In the previous lesson, we learned how to modify records using UPDATE. Now let's look at how to remove unnecessary or outdated rows with the DELETE statement. This is an important DML command that should be used especially carefully, because deleted data cannot always be easily recovered.

Basic Syntax

DELETE FROM table_name
WHERE condition;
  • DELETE FROM table_name — specifies the table from which rows will be removed.
  • WHERE condition — determines which rows will be deleted.

If WHERE is omitted, all rows in the table will be deleted.


Important Rules

  • Always check the WHERE clause: a mistake in the condition can delete the wrong data or too many rows.
  • Run SELECT first: before using DELETE, it is good practice to run SELECT with the same condition and make sure the result is correct.
  • The table structure remains: DELETE removes only data, not the table itself or its columns.
  • Related data matters: if foreign keys are defined, the database may prevent deletion of rows that are referenced by other tables.
  • Transactions: in production systems, it is safer to run important deletions inside a transaction.

Examples

Example 1: Deleting one row

Let's remove one customer by their identifier:

DELETE FROM customer
WHERE customer_id = 1;

Note: thanks to WHERE customer_id = 1, only one specific row will be deleted.

Example 2: Deleting multiple rows by condition

Let's delete payment records made before a certain date:

DELETE FROM payment
WHERE payment_date < '2005-05-25';

Result: all rows in payment with a payment date earlier than the specified date will be removed.

Example 3: Deleting with a subquery

Sometimes you need to delete rows based on a condition from another table. For example, let's remove payments made by inactive customers:

DELETE FROM payment
WHERE customer_id IN (
    SELECT customer_id
    FROM customer
    WHERE active = 0
);

Result: all payments of customers marked as inactive will be deleted.
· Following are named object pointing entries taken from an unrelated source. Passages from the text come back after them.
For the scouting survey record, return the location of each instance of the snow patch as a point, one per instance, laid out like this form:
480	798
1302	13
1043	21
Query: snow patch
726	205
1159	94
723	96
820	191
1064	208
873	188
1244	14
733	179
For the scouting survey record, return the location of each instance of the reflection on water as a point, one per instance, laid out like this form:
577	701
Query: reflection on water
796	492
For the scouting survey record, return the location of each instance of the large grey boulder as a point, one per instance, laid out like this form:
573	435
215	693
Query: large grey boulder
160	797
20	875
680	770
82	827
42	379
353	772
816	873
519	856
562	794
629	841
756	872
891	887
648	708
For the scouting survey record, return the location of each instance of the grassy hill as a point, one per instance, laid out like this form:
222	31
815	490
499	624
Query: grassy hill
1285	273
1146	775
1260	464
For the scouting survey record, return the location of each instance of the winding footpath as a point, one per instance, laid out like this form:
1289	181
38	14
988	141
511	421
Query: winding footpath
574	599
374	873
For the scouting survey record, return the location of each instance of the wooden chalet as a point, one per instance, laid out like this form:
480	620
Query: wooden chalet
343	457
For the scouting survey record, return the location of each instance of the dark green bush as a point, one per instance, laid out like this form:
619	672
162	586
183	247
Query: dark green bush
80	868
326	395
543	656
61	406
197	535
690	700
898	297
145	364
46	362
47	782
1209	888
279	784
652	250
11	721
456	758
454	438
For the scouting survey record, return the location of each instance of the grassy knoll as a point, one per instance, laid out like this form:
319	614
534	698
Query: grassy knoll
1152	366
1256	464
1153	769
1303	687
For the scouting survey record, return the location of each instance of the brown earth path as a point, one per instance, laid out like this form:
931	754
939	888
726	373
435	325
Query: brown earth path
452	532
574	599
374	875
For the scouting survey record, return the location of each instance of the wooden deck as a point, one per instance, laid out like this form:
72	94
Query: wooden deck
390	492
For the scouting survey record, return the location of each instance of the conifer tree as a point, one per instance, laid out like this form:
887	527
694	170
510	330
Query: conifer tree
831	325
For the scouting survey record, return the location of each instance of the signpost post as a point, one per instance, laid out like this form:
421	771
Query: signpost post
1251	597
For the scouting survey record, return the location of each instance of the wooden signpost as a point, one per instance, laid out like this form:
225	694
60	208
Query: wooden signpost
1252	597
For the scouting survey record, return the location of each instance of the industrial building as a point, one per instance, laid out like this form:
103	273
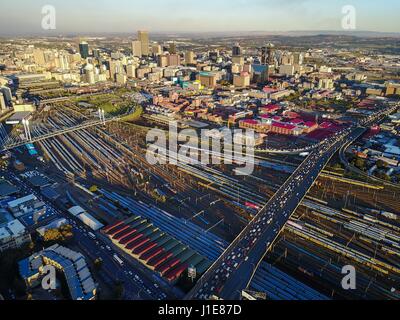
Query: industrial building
86	218
72	264
13	235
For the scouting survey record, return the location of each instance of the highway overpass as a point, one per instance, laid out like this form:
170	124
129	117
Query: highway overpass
235	268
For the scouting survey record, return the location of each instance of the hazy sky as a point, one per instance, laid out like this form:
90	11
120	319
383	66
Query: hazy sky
24	16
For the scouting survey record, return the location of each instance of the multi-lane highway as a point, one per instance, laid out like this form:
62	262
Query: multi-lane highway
233	271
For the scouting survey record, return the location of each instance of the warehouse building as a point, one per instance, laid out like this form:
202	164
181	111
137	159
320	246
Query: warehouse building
72	264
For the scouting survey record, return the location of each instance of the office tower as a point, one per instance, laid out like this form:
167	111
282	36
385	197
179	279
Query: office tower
62	62
38	57
6	91
238	60
207	80
89	73
2	102
174	60
121	78
162	61
143	37
84	49
268	54
131	71
236	50
137	48
96	53
242	80
156	49
172	48
189	57
298	58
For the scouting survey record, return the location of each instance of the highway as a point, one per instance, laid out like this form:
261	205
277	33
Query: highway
233	271
235	268
137	281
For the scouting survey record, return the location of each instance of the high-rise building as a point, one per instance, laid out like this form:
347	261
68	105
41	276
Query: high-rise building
6	91
156	49
89	73
242	80
208	80
236	50
298	58
143	37
174	60
38	57
162	61
190	57
96	53
84	49
2	102
137	48
268	54
172	48
131	71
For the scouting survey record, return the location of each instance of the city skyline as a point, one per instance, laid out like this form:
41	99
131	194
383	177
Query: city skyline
24	17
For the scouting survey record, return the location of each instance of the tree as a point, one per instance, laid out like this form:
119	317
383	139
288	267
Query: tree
360	163
98	264
381	164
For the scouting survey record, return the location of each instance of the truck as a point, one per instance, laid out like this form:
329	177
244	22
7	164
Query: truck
91	235
118	260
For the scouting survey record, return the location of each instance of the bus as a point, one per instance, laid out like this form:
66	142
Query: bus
91	235
118	259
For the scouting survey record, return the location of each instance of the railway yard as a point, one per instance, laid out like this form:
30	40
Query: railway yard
103	169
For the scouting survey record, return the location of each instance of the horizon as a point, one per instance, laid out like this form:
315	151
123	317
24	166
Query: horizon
22	17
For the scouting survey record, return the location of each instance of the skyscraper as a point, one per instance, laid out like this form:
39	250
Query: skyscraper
143	37
2	102
84	49
189	57
268	54
6	91
236	50
137	48
172	48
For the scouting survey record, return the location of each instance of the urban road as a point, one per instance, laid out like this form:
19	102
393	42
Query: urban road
233	271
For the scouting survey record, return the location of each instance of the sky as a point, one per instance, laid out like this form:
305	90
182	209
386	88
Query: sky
24	17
Example 4: Deleting all rows from a table

If you need to completely clear a table, DELETE can also be used without WHERE:

DELETE FROM temp_import;

Note: the temp_import table will still exist, but all of its rows will be removed.


Checking Before Deleting

A good practice is to first inspect which rows will be affected:

-- First check the rows
SELECT customer_id, first_name, last_name, active
FROM customer
WHERE active = 0;

-- Only after verifying, run the DELETE
DELETE FROM customer
WHERE active = 0;

This approach helps avoid accidentally deleting extra data.


When DELETE Is Especially Useful

  • cleaning temporary or test data;
  • removing outdated records by date;
  • deleting rows that no longer meet business rules;
  • preparing tables for reloading data.

Key takeaways from this lesson:

  • DELETE removes existing rows from a table.
  • Without WHERE, all rows in the table will be deleted.
  • Before deleting, it is advisable to run SELECT with the same condition.
  • DELETE keeps the table structure intact — only the data is removed.
  • In important scenarios, it is safer to use transactions and consider foreign keys.